ALL KIDDING ASIDE: Elinor Burkett points to rampant pro-family bias in federal policy. "With taxes, as in the workplace," she says, "we have come to make the word 'parent' synonymous with the word 'needy.'"

Elinor Burkett pisses off Betty Friedan. In 1998, when Burkett called Friedan to discuss an article Burkett was writing, the legendary feminist and author of The Feminine Mystique was so riled at Burkett's proposal that she yelled at her and eventually hung up.

The article in question was about a growing culture clash between mothers in the workplace and the childless women who work alongside them. Drawing on her background as both a reporter for the Miami Herald and a history professor, Burkett turned that article into a book, Baby Boon, which was published in March by the Free Press. In it, Burkett takes a cold look at the workplace and government entitlements being doled out to parents whenever politicians jump on the "pro-family" bandwagon.

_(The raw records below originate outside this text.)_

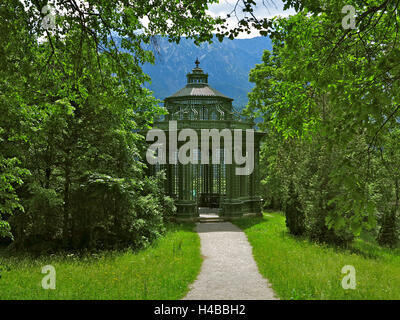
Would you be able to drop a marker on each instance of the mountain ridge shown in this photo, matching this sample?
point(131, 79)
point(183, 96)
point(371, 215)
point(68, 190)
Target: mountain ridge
point(227, 63)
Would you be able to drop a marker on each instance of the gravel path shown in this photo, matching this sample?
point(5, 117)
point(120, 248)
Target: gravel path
point(229, 271)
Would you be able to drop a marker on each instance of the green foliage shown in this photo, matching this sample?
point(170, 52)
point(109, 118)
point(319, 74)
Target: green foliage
point(299, 269)
point(328, 106)
point(293, 212)
point(108, 275)
point(72, 115)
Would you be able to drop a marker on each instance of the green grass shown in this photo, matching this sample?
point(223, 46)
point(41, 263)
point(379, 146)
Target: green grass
point(162, 271)
point(300, 269)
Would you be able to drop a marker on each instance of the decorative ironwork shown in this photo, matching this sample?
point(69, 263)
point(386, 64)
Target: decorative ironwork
point(199, 106)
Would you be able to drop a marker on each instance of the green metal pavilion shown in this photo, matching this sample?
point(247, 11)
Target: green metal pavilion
point(195, 185)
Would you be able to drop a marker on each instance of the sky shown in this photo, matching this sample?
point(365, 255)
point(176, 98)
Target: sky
point(263, 9)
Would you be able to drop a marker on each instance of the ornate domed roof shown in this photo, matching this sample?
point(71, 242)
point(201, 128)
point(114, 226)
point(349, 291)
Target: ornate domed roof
point(197, 86)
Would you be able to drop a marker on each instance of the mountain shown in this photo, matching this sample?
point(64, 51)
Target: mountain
point(227, 63)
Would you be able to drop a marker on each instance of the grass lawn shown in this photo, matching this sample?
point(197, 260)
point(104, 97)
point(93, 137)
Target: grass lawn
point(299, 269)
point(162, 271)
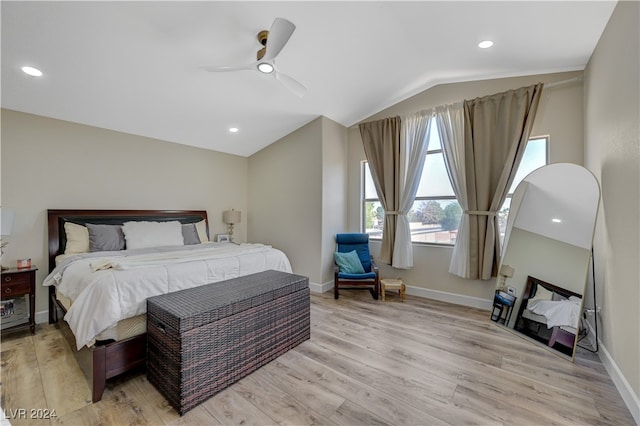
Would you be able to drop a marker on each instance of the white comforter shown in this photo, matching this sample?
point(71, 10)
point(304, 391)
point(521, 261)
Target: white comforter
point(564, 312)
point(108, 287)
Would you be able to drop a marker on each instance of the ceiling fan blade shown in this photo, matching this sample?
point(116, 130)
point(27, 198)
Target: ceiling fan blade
point(290, 83)
point(279, 34)
point(251, 66)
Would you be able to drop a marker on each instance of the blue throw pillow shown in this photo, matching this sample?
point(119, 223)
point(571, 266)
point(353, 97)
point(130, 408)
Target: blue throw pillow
point(349, 263)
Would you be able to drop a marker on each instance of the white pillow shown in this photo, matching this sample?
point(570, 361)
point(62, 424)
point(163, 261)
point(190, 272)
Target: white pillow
point(201, 229)
point(77, 238)
point(542, 294)
point(152, 234)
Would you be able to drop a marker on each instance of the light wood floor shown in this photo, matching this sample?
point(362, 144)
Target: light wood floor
point(368, 362)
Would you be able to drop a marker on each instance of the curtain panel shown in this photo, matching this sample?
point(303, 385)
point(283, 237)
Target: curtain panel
point(381, 141)
point(450, 122)
point(497, 128)
point(413, 149)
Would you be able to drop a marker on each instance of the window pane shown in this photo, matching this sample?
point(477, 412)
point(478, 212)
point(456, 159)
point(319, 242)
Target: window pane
point(535, 155)
point(434, 181)
point(373, 219)
point(369, 187)
point(434, 137)
point(435, 221)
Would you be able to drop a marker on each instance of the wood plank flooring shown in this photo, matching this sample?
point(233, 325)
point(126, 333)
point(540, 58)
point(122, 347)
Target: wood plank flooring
point(368, 362)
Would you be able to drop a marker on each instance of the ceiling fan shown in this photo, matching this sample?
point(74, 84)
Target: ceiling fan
point(273, 41)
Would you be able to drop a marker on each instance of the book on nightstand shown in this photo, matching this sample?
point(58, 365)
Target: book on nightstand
point(14, 312)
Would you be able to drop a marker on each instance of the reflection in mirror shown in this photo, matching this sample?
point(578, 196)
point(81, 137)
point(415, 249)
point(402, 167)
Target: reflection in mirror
point(547, 249)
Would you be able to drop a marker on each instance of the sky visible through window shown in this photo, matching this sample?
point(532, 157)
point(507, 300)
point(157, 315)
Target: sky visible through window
point(433, 224)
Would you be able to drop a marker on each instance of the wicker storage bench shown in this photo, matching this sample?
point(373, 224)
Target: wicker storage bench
point(203, 339)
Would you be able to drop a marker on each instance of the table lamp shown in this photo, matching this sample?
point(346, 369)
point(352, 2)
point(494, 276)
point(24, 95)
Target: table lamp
point(506, 271)
point(231, 217)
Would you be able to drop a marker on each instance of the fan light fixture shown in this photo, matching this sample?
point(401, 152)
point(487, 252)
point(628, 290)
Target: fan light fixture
point(265, 67)
point(34, 72)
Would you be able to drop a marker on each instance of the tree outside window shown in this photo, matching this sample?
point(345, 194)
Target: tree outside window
point(435, 215)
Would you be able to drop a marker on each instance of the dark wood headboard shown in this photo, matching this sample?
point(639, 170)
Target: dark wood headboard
point(57, 218)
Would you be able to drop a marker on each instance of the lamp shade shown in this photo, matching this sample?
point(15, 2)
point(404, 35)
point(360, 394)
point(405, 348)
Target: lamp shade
point(6, 218)
point(231, 217)
point(506, 271)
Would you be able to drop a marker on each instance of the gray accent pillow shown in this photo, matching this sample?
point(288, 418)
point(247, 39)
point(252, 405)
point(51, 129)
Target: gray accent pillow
point(105, 237)
point(190, 234)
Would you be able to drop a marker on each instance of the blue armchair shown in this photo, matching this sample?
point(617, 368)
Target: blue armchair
point(363, 276)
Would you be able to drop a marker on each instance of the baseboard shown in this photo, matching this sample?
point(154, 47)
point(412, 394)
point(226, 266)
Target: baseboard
point(443, 296)
point(626, 391)
point(42, 317)
point(320, 288)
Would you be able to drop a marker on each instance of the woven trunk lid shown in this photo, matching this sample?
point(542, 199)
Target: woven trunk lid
point(187, 309)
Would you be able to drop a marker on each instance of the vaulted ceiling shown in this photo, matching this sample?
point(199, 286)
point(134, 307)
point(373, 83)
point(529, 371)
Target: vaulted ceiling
point(138, 67)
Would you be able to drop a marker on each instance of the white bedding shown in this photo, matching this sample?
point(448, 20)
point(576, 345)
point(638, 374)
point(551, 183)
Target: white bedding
point(564, 312)
point(123, 280)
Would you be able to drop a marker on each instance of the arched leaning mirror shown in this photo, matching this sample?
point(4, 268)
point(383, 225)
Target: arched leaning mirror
point(546, 256)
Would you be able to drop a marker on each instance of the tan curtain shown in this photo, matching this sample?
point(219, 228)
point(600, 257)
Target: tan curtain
point(381, 140)
point(497, 128)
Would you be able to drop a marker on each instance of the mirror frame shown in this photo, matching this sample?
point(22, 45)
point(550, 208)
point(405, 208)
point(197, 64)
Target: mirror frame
point(532, 188)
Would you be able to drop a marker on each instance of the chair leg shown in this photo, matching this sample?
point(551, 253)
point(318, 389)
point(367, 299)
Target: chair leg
point(375, 291)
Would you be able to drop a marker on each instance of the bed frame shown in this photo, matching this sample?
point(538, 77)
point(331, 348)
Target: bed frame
point(105, 359)
point(558, 335)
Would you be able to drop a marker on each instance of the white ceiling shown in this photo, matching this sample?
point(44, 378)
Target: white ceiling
point(136, 67)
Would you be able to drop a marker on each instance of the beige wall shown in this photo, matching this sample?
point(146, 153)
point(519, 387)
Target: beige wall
point(297, 196)
point(53, 164)
point(285, 198)
point(612, 152)
point(560, 115)
point(334, 191)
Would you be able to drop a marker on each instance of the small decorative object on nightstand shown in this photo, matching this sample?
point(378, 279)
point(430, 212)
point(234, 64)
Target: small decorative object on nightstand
point(391, 284)
point(502, 303)
point(231, 217)
point(15, 285)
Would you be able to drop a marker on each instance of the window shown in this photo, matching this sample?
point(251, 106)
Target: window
point(435, 215)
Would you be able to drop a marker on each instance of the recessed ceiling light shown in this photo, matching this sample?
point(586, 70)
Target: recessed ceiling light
point(34, 72)
point(265, 67)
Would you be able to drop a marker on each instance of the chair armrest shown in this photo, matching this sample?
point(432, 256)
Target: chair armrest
point(374, 267)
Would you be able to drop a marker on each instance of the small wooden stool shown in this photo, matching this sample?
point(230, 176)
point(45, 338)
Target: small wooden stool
point(391, 284)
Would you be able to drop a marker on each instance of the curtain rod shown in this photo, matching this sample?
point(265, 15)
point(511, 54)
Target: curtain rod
point(546, 86)
point(562, 82)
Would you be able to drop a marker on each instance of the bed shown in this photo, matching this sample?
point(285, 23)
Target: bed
point(92, 287)
point(549, 314)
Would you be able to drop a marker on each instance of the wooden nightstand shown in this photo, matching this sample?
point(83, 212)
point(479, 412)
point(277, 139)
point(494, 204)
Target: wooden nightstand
point(17, 283)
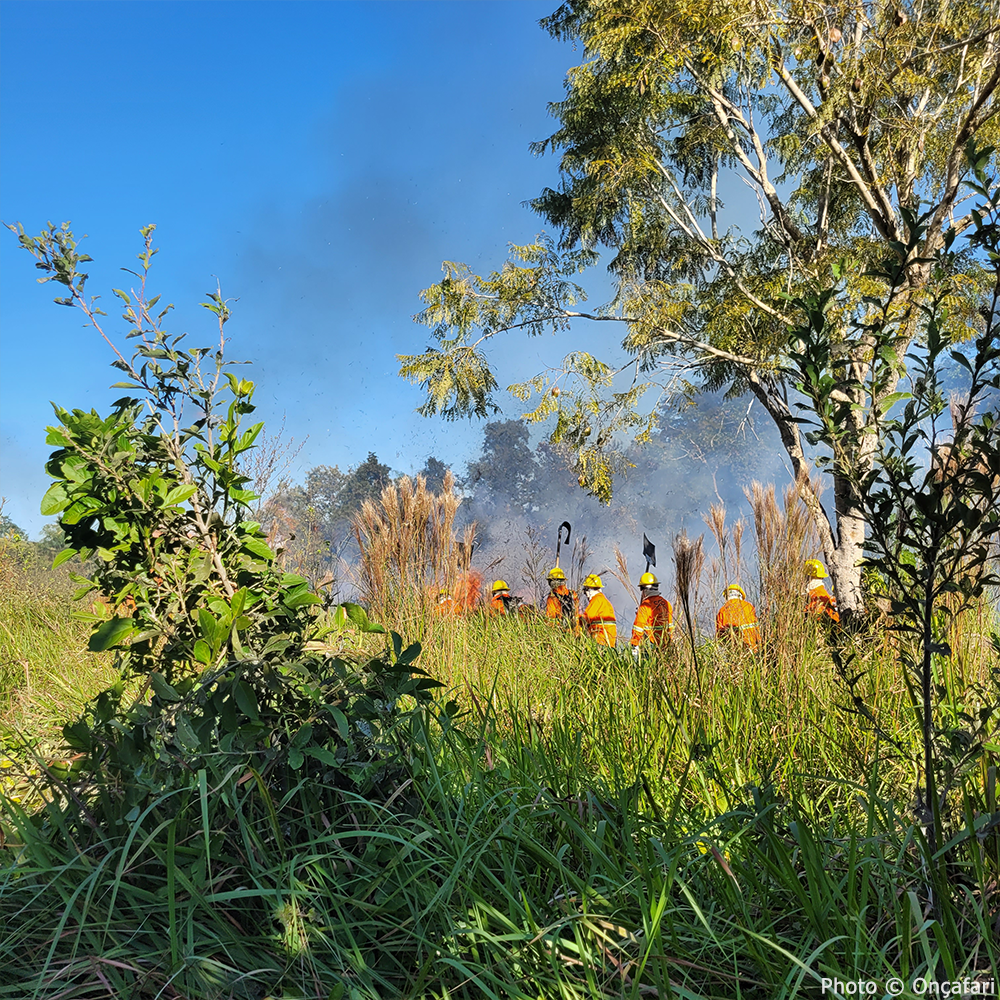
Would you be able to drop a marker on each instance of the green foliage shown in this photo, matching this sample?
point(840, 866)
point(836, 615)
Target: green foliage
point(235, 667)
point(842, 120)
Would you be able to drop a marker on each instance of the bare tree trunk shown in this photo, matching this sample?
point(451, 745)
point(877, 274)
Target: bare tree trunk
point(845, 559)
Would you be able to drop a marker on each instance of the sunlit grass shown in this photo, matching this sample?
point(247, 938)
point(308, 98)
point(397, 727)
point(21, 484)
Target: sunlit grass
point(584, 827)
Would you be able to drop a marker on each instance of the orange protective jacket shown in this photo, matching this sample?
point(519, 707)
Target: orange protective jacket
point(447, 608)
point(738, 617)
point(562, 603)
point(654, 621)
point(599, 620)
point(822, 604)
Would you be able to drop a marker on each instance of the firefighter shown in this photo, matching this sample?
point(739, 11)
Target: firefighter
point(654, 618)
point(562, 604)
point(501, 599)
point(446, 606)
point(503, 603)
point(737, 618)
point(820, 603)
point(598, 618)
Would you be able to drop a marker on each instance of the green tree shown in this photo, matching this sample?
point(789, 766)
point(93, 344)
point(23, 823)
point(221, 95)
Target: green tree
point(850, 123)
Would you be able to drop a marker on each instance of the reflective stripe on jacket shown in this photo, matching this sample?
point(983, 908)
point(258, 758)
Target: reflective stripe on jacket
point(739, 616)
point(562, 603)
point(599, 620)
point(654, 621)
point(821, 604)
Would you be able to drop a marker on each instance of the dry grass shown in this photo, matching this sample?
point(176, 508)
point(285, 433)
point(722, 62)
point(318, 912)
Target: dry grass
point(408, 550)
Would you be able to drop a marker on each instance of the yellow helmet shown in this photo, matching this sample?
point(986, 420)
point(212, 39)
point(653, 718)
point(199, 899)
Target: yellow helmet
point(815, 569)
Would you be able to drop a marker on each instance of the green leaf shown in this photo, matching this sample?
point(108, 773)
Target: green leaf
point(890, 401)
point(246, 700)
point(162, 688)
point(112, 633)
point(208, 624)
point(257, 548)
point(55, 499)
point(321, 754)
point(340, 720)
point(179, 494)
point(301, 598)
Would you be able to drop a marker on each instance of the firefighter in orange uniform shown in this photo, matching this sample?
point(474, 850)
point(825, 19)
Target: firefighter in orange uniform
point(562, 604)
point(820, 603)
point(446, 607)
point(654, 618)
point(737, 618)
point(598, 618)
point(501, 599)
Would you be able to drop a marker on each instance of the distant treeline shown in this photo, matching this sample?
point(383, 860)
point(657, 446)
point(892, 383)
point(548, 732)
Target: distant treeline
point(702, 451)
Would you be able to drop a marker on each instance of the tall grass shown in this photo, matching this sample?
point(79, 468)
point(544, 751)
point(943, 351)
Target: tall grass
point(46, 675)
point(573, 825)
point(408, 551)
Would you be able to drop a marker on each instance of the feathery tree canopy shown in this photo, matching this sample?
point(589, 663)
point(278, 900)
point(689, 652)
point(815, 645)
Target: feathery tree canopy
point(851, 124)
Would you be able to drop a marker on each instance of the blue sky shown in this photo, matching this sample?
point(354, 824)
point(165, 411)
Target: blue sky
point(319, 159)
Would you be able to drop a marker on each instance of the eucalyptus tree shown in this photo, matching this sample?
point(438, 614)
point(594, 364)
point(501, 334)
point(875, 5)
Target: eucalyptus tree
point(850, 124)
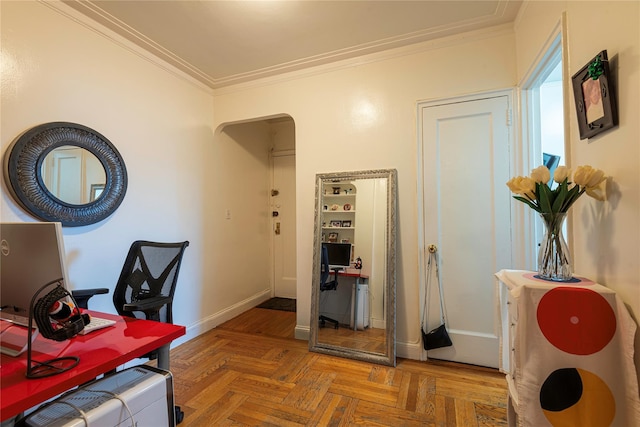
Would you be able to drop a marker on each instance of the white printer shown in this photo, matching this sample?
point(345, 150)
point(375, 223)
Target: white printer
point(138, 396)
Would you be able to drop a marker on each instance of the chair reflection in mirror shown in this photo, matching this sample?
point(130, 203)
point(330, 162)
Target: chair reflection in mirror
point(327, 285)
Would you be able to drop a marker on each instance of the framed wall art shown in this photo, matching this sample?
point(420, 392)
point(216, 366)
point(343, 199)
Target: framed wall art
point(595, 97)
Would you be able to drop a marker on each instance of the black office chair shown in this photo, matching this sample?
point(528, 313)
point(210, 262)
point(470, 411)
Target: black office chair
point(325, 285)
point(145, 289)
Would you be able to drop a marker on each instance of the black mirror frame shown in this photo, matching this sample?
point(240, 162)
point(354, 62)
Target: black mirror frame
point(23, 164)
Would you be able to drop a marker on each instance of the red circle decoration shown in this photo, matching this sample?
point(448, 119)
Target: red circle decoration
point(576, 320)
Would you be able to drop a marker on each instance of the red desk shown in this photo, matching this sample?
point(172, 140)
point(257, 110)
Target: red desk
point(99, 352)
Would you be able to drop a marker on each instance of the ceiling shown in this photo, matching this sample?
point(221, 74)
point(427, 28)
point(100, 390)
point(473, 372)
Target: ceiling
point(224, 42)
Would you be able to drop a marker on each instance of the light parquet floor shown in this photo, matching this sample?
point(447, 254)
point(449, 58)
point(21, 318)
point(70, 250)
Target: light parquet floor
point(251, 371)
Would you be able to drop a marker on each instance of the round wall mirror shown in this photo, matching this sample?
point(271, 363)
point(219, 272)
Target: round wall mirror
point(65, 172)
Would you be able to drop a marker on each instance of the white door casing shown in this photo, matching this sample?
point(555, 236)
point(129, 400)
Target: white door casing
point(283, 202)
point(465, 211)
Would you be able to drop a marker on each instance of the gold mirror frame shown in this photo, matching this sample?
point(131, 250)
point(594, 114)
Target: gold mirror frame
point(388, 356)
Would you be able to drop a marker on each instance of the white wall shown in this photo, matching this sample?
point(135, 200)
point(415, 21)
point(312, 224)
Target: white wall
point(363, 116)
point(606, 236)
point(348, 116)
point(180, 181)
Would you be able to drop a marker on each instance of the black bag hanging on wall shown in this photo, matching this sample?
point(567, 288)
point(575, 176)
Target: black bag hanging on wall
point(438, 337)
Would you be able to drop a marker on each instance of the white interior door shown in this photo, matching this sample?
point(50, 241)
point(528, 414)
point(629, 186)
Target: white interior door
point(283, 206)
point(466, 213)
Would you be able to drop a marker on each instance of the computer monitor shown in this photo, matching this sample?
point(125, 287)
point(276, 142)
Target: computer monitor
point(31, 255)
point(339, 255)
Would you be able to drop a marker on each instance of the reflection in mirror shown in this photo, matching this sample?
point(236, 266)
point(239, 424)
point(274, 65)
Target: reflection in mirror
point(73, 175)
point(65, 172)
point(353, 298)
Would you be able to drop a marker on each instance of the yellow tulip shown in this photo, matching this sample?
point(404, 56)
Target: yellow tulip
point(523, 185)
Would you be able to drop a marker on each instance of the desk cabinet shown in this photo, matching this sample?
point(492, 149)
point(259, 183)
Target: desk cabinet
point(567, 352)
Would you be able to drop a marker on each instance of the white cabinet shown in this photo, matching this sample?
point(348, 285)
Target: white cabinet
point(567, 352)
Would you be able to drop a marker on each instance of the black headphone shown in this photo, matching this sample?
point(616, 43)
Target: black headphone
point(41, 315)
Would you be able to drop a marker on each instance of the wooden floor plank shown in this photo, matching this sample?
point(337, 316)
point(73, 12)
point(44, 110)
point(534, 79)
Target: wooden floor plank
point(250, 371)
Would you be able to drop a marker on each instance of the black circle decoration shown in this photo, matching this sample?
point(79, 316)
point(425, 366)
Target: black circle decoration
point(23, 164)
point(577, 397)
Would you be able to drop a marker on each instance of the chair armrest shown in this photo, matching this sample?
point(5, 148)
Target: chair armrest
point(82, 295)
point(148, 304)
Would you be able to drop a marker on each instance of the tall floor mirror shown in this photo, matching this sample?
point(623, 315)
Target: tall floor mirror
point(353, 307)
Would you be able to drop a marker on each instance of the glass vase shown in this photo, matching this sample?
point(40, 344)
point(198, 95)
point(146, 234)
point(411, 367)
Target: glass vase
point(554, 260)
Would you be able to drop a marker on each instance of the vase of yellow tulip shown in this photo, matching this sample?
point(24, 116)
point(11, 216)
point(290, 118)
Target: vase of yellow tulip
point(554, 259)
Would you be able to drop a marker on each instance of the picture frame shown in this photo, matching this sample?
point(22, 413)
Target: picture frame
point(594, 96)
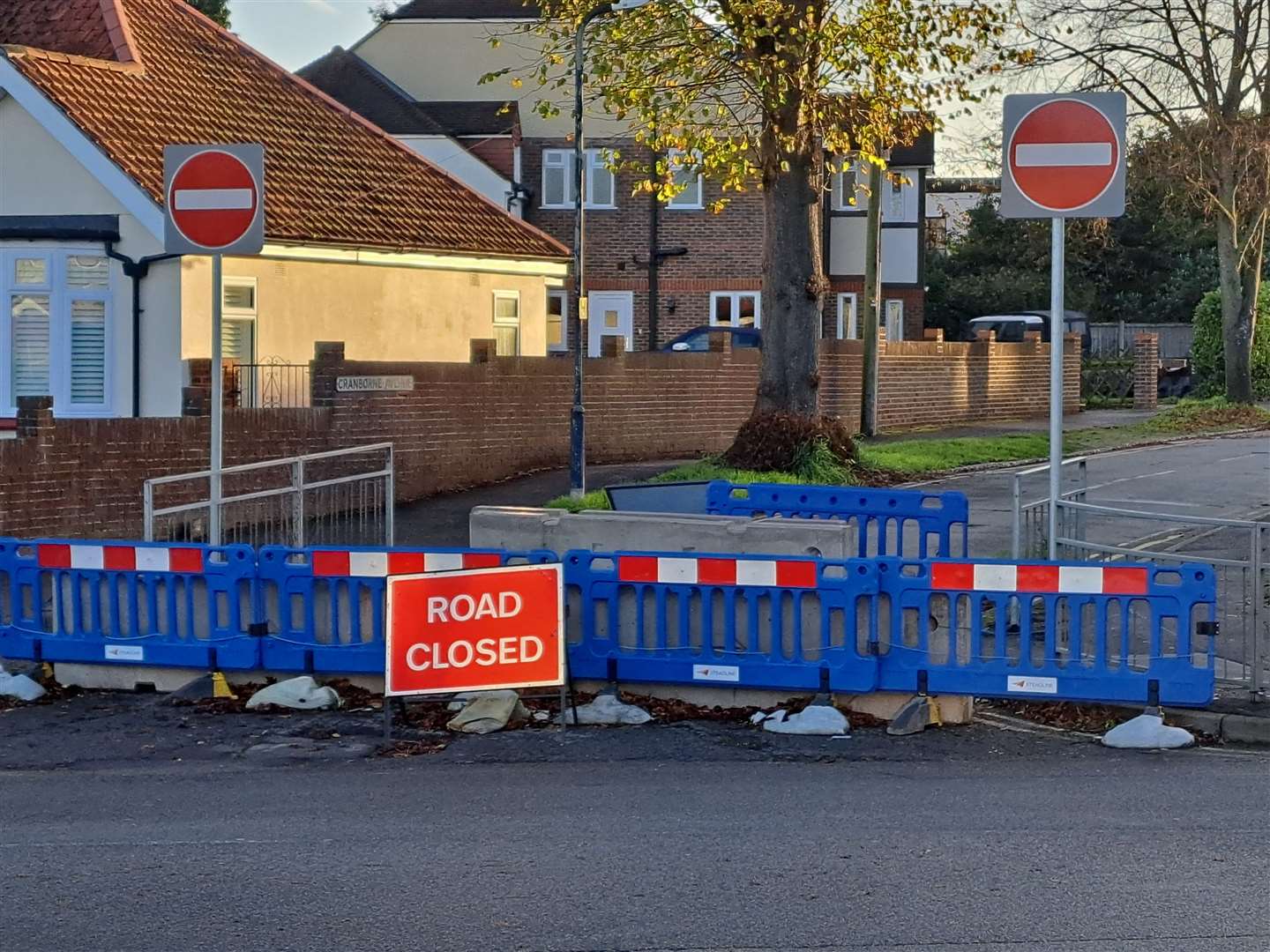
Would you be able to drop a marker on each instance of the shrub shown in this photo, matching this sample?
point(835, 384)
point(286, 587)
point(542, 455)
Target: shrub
point(1206, 352)
point(791, 443)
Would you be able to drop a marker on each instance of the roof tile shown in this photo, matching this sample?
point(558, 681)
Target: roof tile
point(332, 176)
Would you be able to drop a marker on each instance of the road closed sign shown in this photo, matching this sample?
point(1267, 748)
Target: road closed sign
point(476, 629)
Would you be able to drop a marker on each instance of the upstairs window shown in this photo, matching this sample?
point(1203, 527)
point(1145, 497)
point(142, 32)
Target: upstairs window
point(557, 179)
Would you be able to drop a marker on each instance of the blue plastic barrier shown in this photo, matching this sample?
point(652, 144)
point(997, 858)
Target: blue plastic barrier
point(323, 609)
point(129, 602)
point(721, 621)
point(1080, 631)
point(889, 522)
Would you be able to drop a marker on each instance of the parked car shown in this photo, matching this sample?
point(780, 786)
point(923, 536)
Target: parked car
point(1011, 326)
point(698, 338)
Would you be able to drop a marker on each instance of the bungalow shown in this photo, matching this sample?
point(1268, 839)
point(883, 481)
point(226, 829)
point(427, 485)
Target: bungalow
point(367, 242)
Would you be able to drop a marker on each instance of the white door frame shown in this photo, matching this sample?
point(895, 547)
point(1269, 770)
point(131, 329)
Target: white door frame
point(600, 301)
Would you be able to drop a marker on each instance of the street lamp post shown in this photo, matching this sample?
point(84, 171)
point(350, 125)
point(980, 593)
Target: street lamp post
point(578, 418)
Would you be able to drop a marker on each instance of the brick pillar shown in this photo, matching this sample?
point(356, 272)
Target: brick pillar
point(323, 369)
point(1146, 372)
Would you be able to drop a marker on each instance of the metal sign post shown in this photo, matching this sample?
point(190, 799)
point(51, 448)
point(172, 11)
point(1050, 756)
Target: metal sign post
point(1064, 158)
point(215, 206)
point(1057, 262)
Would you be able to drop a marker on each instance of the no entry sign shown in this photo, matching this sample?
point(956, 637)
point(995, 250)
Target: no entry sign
point(1064, 156)
point(215, 199)
point(475, 629)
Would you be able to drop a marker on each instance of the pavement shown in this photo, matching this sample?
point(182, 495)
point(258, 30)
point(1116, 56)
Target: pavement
point(695, 836)
point(1213, 476)
point(442, 521)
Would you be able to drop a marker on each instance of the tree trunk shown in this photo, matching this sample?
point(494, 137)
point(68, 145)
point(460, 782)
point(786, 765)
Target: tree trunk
point(1238, 283)
point(793, 287)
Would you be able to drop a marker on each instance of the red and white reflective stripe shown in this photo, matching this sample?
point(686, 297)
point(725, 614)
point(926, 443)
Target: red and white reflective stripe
point(716, 571)
point(143, 559)
point(1061, 579)
point(380, 565)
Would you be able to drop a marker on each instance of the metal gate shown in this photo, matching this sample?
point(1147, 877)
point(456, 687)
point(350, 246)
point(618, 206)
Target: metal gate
point(1238, 548)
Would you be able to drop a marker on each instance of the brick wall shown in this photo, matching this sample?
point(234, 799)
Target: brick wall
point(473, 424)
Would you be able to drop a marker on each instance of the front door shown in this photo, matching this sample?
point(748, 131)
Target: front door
point(609, 314)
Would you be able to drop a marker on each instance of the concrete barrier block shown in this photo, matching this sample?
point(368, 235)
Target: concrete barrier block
point(521, 528)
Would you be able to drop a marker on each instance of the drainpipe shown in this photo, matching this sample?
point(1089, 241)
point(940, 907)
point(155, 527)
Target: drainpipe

In this year's presidential race, Burkett says, both candidates are "awful" when it comes to legislative proposals that reward people simply for having children. "I don't think there's a scramble for the center," she says. "I think there's a scramble for the soccer-mom vote." She argues that the principle of equal pay for equal work is threatened by child-based perks. She attacks Bush for offering breaks to wealthy parents that are unavailable for needy childless workers. She pans Gore's Social Security proposal for rewarding women who stop working to take care of children, while ignoring women who drop out to take care of sick parents.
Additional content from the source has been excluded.